Miso essentially is a mixture os a broth base (Dashi) and Miso Paste with various additons such as Spring Onions, Tofu or Seaweed you can also have a Miso based soup with some light noodles in it to make it a little more filling. Miso is a comforting soup but not too heavy or thick (I have a textural problem with very grainy soups) The ones we had in Korea my 5 year old loved. The reseraunt we went to had a great set up where you essentially created your own Miso Soup of choice. I wish I had had the presence of mind to take a photo. It would be fabulous to do at a dinner party or event where you wanted to give your guests choice. There were three pots of soup to choose from, one was a fish broth, one was a sea vegetable (seaweed) broth and the last was a light pale garlic broth. You chose your broth and served yourself into your soup bowl, then you added your choices of fillings. There were little dishes of different things you could add, chopped spring onions, enoki mushrooms, diced tofu, chilli flakes, a spicy soy mixture, udon noodles, or long thin rice noodles, and an array of spices and things that I was unsure of what they were. We dined tere several times and I got to try and cerate a variety of soups - it really gave me lots of ideas for healthy but delicious soups.

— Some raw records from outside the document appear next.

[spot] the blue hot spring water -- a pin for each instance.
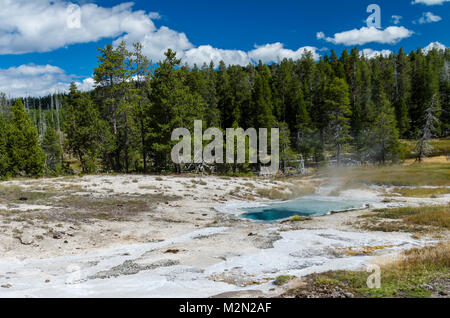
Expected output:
(310, 206)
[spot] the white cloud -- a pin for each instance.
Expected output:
(154, 16)
(43, 25)
(369, 53)
(428, 17)
(276, 53)
(396, 19)
(430, 2)
(390, 35)
(38, 80)
(206, 54)
(434, 45)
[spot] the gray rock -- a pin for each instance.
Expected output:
(26, 239)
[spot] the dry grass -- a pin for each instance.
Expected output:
(421, 192)
(395, 175)
(420, 272)
(287, 192)
(408, 219)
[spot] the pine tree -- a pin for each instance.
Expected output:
(83, 129)
(25, 153)
(430, 122)
(173, 105)
(52, 151)
(4, 158)
(337, 104)
(261, 105)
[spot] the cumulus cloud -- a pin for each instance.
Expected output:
(369, 53)
(207, 53)
(44, 25)
(38, 80)
(276, 53)
(428, 17)
(390, 35)
(434, 45)
(396, 19)
(430, 2)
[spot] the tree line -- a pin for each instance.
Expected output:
(328, 110)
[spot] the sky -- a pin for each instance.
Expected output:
(45, 45)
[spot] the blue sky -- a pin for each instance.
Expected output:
(38, 48)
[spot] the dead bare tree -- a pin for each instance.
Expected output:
(423, 147)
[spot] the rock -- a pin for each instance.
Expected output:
(26, 239)
(172, 251)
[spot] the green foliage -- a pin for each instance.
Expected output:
(348, 107)
(53, 152)
(83, 129)
(25, 156)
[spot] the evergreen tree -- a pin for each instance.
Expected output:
(24, 149)
(83, 129)
(337, 104)
(173, 105)
(52, 151)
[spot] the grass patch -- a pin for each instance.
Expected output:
(287, 192)
(17, 194)
(411, 275)
(395, 175)
(283, 279)
(408, 219)
(421, 192)
(298, 218)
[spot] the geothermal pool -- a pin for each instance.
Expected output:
(310, 206)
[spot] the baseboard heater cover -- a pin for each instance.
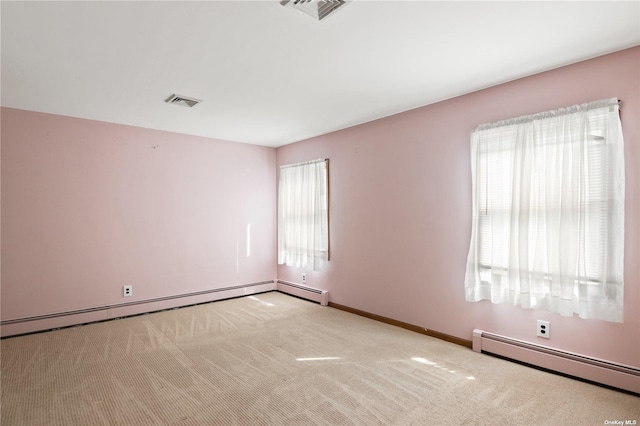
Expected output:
(581, 366)
(309, 293)
(98, 313)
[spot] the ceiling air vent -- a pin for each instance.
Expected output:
(182, 100)
(317, 9)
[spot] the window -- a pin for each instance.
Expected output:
(303, 214)
(548, 212)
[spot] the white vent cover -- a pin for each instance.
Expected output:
(317, 9)
(182, 100)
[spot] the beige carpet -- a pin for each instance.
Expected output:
(272, 359)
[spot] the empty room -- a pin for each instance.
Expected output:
(320, 212)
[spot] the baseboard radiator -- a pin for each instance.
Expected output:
(304, 292)
(24, 325)
(580, 366)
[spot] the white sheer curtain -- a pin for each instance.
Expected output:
(303, 219)
(548, 212)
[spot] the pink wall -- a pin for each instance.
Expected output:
(88, 207)
(401, 205)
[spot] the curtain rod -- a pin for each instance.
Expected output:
(304, 163)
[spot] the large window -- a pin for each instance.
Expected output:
(303, 214)
(548, 212)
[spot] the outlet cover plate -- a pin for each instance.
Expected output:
(543, 329)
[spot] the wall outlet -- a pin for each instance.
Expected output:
(543, 329)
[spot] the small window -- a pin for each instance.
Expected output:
(303, 214)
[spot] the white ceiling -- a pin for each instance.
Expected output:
(269, 75)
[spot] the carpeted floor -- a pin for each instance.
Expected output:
(272, 359)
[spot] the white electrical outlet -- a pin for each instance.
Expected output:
(543, 329)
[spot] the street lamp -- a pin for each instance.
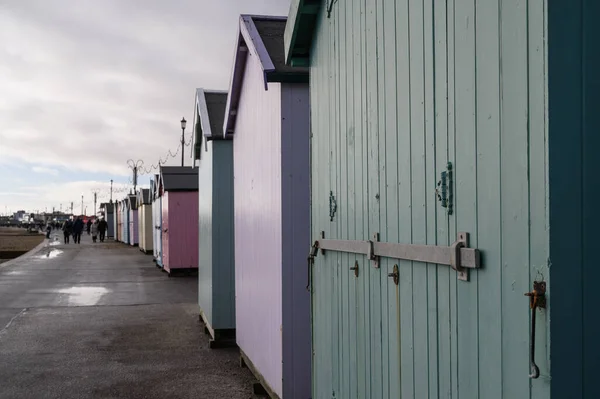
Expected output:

Whilst I have not got around to making one from fresh yet I have found an instant vegan version it is a white miso soup with tofu and spring onions. I had it for lunch today and it was surprisingly good. Not as good as the delicious homemade soups I had in Korea. Having road tested this instant one I think I'd rather not give it to my little one as it is a little too salty for her palette but once I make my own I'll endeavour to make it less salty and I'm sure she will lap it up. But give me a week or two and I'll be trying out some of the Miso ingredients I have found online and making my own, that is if the delivery man can brave the snow!